On August 24, a fire described as "out of control" was reported in Vernon Parish, near Pitkin, Louisiana. Nearby residents were evacuated, and multiple structures began to burn.

== Response ==
The Federal Emergency Management Agency approved the Fire Management Assistance Grant in Beauregard Parish. The American Red Cross assisted with relief efforts, and the United States Army Blackhawk helicopters assisted with firefighting operations in addition to Fort Johnson Crash Trucks. Assistance also came from Texas, Oklahoma, Arkansas, and Tennessee, and 161 bulldozers from the National Guard were deployed. A Boeing CH-47 Chinook was also deployed to help with efforts to drop water onto the fires; at least 161,000 gallons of water were dropped from the CH-47. Four strike teams were to arrive from Florida with 160 firefighters and 20 bulldozers. Merryville, Louisiana was under a mandatory evacuation order that has since been lifted. Emergency operations centers were activated on August 23, and a church was opened for a temporary shelter in DeRidder, Louisiana.

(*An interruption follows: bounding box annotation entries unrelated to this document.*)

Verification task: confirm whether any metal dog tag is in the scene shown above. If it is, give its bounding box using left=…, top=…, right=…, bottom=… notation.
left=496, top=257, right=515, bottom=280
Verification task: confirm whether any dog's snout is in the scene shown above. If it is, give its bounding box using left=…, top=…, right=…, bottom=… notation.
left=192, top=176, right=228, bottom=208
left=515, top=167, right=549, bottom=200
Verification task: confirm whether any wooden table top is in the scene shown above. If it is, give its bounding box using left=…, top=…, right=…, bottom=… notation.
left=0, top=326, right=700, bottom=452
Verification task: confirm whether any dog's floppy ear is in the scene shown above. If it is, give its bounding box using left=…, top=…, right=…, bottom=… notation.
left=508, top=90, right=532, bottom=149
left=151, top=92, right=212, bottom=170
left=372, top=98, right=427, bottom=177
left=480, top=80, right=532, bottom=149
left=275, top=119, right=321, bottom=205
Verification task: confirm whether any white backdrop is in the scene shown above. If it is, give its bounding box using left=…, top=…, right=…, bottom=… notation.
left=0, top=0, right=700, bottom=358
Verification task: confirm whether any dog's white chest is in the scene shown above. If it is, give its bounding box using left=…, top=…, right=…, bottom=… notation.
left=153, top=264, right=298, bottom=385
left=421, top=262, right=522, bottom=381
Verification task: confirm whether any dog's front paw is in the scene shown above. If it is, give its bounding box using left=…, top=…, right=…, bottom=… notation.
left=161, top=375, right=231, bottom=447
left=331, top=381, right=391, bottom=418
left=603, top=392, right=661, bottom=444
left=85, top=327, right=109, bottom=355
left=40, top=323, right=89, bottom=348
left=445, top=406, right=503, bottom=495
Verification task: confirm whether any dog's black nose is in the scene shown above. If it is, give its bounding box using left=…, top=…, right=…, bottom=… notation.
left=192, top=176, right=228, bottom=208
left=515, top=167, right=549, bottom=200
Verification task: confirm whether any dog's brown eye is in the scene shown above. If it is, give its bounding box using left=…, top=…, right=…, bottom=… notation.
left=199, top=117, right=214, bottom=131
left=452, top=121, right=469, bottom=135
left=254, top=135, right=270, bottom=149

On August 25, Texas governor Greg Abbott announced that firefighters and emergency personnel would be dispatched to Merryville, Louisiana to assist in firefighting efforts. More than 200 Louisiana National Guard troops were dispatched to assist in firefighting efforts. Louisiana governor John Bel Edwards stated that "Nobody alive in Louisiana has ever seen these conditions." Governor Edwards also assessed damage across Vernon and Sabine parishes. Toledo Bend Army Recreation Park near the Toledo Bend Reservoir was closed. The United Way of southwest Louisiana started a fire fund for collecting donations to assist wildfire victims. On August 29, Beauregard Parish School Board schools resumed operations and classes.